“The shift was quiet. They'd been using framer for weeks, mostly out of obligation. Then Figma-to-Framer component import solved a problem they'd been routing around — and suddenly the friction of the learning curve that's steeper than Figma and different from Webflow in ways that matter felt absurd. They couldn't go back.”
When I'm a product team wants to test a new onboarding flow before committing to building, I want to prototype interactions at a fidelity that accurately represents what will be built, so I can ship marketing sites that look exactly like what they designed without a developer.
A product designer or creative developer who uses Framer for either high-fidelity interactive prototypes or production marketing sites — often both. They came from Figma and knew it wasn't built for interaction. They came from Webflow and wanted more design control. Framer sits between those two worlds and they've made it home. They are comfortable with the code escape hatch. They don't use it unless they have to. When they have to, they can.
To make framer the system of record for prototype interactions at a fidelity that accurately represents what will be built. Not aspirationally — operationally. The kind of intention that shows up as a daily habit, not a quarterly goal.
The tangible result: prototype interactions at a fidelity that accurately represents what will be built happens on schedule, without manual intervention, and without the anxiety of the learning curve that's steeper than Figma and different from Webflow in ways that matter. framer has earned a place in the daily workflow rather than being tolerated in it.

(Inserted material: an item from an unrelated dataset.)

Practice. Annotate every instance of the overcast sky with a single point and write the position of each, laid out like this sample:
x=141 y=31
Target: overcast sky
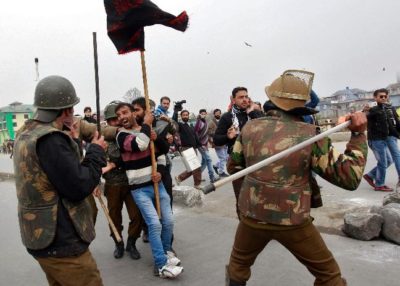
x=351 y=43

A product team wants to test a new onboarding flow before committing to building it. The flow has six screens, two branching paths, and a transition that needs to feel exactly right because that's the hypothesis being tested. The designer has three days. They're building in Framer because it's the only tool where what they build is actually what will be tested — not an approximation of it.
Uses Framer for 2–6 projects per year: interactive prototypes and marketing/product sites. Comes from a background in Figma, Sketch, or both. Has used Webflow and still does for simpler projects. Comfortable with CSS concepts; writes code in Framer when needed. Uses Framer's built-in component system. Has published at least one production site with Framer. Gets asked by developers "can you just export the CSS?" and has learned how to answer that question.
They've stopped comparing alternatives. framer is open before their first meeting. Page variants for A/B testing are created and published in hours, not days. The strongest signal: they've started onboarding teammates into their setup unprompted.
SEO and performance optimization options are more limited than competitors. The learning curve that's steeper than Figma and different from Webflow in ways that matter keeps recurring despite updates and workarounds. The Figma-like styling approach became chaotic at scale — no way to enforce design consistency. The switching cost was the only thing keeping them — and it's starting to look like an investment in the alternative.
Pairs with `figma-primary-user` for the static-to-interactive design workflow. Contrast with `webflow-primary-user` for the interaction-first vs. content-first site building philosophy. Use with `github-primary-user` for the design-to-code handoff in engineering teams using Framer Sites.